Owner: (you) Last updated: 2026-03-01 Status: Draft
Make "routing" a first-class, testable, deployable compute primitive: observable during training, editable when needed, compilable into deterministic contracts for known cases, guarded with fallbacks, and accelerated without changing semantics.
Conditional compute systems (tiles/experts/memory) often fail in practice because routing is:
- hard to observe (no stable introspection),
- hard to control (no safe manual edits),
- hard to freeze (deployment drift),
- hard to trust (no crisp invariants),
- hard to reproduce (benchmarks and claims not tied to a single runnable harness),
- fragile to environment (native acceleration and optional deps break baseline expectations).
TriX already contains promising building blocks (e.g.

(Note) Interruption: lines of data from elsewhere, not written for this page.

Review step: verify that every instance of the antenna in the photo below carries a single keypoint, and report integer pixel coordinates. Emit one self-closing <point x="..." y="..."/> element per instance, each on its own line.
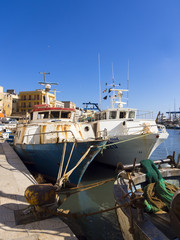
<point x="99" y="81"/>
<point x="128" y="85"/>
<point x="113" y="74"/>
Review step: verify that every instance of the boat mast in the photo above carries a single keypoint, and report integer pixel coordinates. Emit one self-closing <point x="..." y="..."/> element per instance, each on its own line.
<point x="47" y="87"/>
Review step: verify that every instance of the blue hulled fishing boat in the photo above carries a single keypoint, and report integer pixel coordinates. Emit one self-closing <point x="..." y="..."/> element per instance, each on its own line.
<point x="55" y="145"/>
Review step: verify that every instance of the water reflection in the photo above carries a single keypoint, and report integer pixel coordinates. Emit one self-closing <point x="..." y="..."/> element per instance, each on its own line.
<point x="105" y="226"/>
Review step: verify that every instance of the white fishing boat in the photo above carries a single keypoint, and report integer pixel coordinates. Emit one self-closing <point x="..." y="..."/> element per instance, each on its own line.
<point x="53" y="144"/>
<point x="129" y="137"/>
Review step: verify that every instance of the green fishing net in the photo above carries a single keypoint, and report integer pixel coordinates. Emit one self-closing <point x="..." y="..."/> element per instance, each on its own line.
<point x="158" y="193"/>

SparseLookupFFNv2, "surgery", CompiledDispatch, kernel packing, compiler/FP4 lane), but needs a coherent product-quality research arc.

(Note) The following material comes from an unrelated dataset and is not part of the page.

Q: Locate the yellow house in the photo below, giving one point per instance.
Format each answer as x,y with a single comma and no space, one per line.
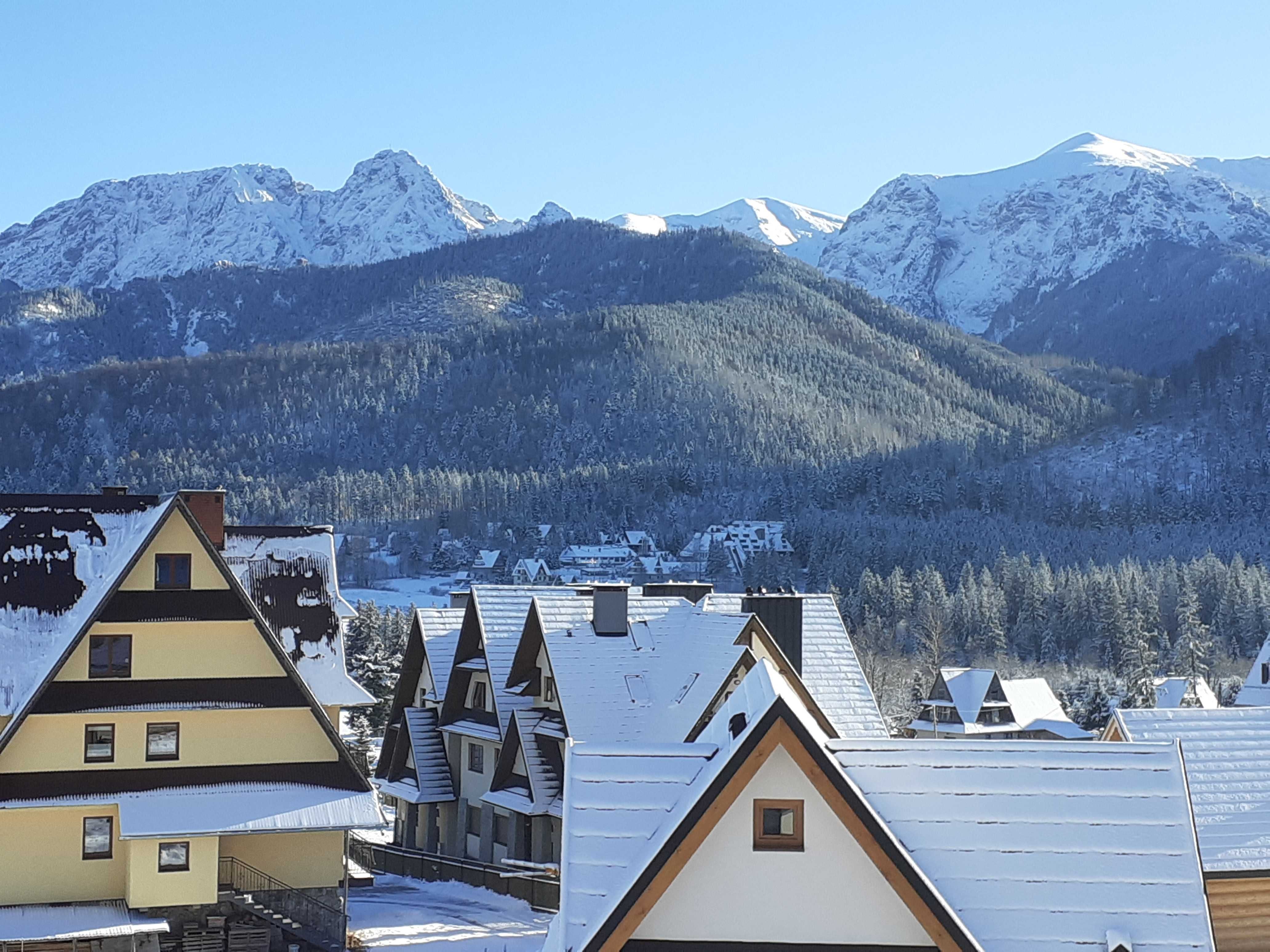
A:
161,758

- Research engineers iterating on conditional compute architectures who need trustworthy instrumentation and repeatable results.
- Systems-minded ML engineers who want routing behavior that can be audited and stabilized for deployment.
- Contributors exploring "compute-as-routing" and circuit-like semantics (compiler lane).
G1) Addressable routing: define what an "address" is and enforce invariants around it.
- "Address" can mean: tile id, signature id, compiled class id, or circuit atom id.
G2) Routing lifecycle is real and safe:
- observe -> edit -> compile -> guard -> monitor
G3) Reproducible evidence:
- 2-3 canonical benchmarks/demos that can be run by a new reader and produce stable, expected outcomes.
G4) Correctness is independent from acceleration:
- native kernels accelerate; reference paths define semantics.
G5) Repo hygiene:
- clear separation of core vs native vs experiments; tests and installation succeed on supported platforms.
- Proving broad mathematical claims (e.g. number theory claims) as part of the core library.
- Building a full training framework; we focus on routing primitives + instrumentation + benchmarks.
- Maximizing raw throughput at the expense of semantic clarity.
- Semantics first: a correct, portable reference implementation exists for every accelerated path.
- Invariants over vibes: novel claims must be tied to tests, metrics, and a runnable harness.
- Guarded determinism: compile/freeze where needed; fall back gracefully elsewhere.
- Make addresses meaningful: stability and interpretability are features, not accidents.
Define and standardize:
- Tile address: integer tile id.
- Signature address: stable identifier for a signature representation (e.g. packed ternary / XOR compressed).
- Class address: stable class id used by compiled dispatch.
- Atom address: compiler lane atom id (AND/XOR/etc.).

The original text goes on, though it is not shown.